Pre-Training Transformers on SMILES for Molecular Properties

SMILES-BERT is a Method paper that introduces a BERT-inspired pre-training and fine-tuning framework for molecular property prediction. The primary contribution is adapting the masked language model paradigm from NLP to SMILES strings, enabling a Transformer encoder to learn molecular representations from large-scale unlabeled data before fine-tuning on smaller labeled datasets.

Limited Labels in Molecular Property Prediction

Molecular property prediction is central to drug discovery and chemical design, but obtaining labeled data requires expensive biological assays.
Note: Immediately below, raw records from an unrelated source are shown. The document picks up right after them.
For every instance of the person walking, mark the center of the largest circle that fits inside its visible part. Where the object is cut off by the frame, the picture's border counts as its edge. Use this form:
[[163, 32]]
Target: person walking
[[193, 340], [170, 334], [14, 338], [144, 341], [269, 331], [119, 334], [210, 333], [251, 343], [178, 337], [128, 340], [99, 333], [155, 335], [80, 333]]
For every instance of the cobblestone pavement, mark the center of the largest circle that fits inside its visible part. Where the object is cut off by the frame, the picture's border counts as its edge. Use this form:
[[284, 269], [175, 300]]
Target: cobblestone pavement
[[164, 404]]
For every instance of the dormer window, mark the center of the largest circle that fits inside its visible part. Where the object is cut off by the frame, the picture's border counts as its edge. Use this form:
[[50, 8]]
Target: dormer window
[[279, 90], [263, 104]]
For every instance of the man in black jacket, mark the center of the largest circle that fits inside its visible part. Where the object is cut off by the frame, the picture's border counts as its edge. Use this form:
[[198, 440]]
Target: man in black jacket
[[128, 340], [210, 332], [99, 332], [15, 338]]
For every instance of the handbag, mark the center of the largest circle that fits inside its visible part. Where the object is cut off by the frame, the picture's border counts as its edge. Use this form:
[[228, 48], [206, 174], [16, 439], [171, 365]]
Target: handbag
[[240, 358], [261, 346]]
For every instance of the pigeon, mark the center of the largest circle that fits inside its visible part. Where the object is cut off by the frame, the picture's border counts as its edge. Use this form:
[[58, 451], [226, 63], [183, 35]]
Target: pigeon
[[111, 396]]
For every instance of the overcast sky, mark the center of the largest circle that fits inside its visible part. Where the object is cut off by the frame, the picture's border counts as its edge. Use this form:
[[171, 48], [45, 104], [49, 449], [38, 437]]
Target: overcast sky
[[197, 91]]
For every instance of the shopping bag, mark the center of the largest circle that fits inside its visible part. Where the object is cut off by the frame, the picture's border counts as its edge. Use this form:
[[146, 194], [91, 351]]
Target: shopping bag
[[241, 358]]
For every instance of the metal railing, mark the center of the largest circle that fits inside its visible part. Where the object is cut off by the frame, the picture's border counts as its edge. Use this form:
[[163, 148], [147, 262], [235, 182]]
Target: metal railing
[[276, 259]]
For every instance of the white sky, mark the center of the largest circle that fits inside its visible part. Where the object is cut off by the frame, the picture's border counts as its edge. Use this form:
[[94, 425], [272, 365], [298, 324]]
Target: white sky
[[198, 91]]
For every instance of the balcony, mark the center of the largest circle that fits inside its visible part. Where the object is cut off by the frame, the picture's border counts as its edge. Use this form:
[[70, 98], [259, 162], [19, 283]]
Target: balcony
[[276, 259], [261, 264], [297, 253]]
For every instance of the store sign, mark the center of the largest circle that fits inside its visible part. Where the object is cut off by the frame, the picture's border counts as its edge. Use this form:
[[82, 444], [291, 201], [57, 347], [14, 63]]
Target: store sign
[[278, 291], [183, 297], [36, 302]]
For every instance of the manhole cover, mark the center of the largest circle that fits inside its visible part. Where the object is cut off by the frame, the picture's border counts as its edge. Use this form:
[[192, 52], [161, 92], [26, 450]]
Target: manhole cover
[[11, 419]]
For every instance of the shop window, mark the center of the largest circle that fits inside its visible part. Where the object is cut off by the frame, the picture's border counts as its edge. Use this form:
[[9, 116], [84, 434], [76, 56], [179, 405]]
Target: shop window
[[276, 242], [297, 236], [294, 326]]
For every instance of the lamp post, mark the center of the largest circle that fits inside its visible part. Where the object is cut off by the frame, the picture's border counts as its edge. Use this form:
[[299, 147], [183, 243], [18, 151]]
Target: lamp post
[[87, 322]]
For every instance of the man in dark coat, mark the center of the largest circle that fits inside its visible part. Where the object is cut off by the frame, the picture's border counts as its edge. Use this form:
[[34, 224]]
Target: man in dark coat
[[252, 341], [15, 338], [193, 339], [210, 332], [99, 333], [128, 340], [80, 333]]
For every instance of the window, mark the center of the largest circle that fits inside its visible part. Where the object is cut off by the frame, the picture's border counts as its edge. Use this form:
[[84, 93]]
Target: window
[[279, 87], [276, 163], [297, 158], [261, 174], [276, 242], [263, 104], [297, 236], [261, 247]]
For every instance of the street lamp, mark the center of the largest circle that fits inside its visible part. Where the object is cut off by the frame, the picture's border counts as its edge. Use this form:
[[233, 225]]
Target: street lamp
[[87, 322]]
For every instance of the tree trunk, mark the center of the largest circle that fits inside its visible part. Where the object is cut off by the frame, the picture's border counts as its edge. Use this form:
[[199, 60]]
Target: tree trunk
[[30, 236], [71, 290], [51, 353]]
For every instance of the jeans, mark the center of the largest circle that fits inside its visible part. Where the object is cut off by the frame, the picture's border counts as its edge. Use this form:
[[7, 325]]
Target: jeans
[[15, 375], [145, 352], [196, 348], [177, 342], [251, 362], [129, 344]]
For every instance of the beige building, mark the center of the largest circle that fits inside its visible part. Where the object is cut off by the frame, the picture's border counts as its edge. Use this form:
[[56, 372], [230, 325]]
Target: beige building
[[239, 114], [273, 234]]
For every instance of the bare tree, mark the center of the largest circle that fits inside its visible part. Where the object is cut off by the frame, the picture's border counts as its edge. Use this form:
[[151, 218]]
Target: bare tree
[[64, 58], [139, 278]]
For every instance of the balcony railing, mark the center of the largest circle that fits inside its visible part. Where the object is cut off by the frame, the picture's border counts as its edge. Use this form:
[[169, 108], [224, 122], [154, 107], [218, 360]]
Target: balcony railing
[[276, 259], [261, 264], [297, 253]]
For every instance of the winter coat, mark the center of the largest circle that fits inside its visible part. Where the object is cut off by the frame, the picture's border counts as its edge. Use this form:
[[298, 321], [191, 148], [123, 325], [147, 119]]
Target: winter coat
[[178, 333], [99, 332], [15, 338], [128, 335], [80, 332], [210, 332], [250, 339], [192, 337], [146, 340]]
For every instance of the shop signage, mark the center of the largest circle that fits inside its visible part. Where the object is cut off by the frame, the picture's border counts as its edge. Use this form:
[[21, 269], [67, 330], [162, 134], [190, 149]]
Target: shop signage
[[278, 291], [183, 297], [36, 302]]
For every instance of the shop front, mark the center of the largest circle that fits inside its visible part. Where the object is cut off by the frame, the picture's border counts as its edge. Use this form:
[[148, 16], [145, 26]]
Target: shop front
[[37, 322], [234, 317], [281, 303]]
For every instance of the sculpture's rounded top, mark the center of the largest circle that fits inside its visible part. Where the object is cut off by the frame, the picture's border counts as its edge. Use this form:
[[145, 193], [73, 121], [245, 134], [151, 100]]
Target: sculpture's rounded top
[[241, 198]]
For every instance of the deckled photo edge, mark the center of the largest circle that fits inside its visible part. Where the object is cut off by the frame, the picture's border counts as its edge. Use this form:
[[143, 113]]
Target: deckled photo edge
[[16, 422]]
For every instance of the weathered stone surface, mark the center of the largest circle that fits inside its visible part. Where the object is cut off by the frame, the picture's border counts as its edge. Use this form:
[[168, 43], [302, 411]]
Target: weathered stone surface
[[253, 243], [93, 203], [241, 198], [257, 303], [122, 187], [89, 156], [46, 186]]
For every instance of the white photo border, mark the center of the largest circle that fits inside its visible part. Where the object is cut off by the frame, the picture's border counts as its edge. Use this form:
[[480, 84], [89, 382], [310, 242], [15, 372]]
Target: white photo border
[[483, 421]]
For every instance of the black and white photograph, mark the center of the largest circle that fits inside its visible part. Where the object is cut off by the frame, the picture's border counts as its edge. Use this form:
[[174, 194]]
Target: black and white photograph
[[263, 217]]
Deep learning methods for this task fall into three categories: manually designed fingerprints (e.g., ECFP), graph-based methods (GCNs operating on molecular graphs), and sequence-based methods (RNNs or CNNs operating on SMILES strings).

Prior unsupervised approaches like Seq2seq Fingerprint used an encoder-decoder architecture to learn representations from unlabeled SMILES, but the decoder acts as scaffolding that consumes GPU memory during pre-training without contributing to downstream prediction. The semi-supervised Seq3seq Fingerprint improved on this by incorporating labeled data, but retained the encoder-decoder inefficiency. RNN-based methods also suffer from difficulty in parallel training and require careful tuning (gradient clipping, early stopping) to converge.

The authors identify two motivations: (1) building a semi-supervised model that effectively leverages large pools of unlabeled SMILES to improve prediction with limited labels, and (2) designing an architecture where the entire pre-trained model participates in fine-tuning (no wasted decoder parameters) and naturally supports parallel training.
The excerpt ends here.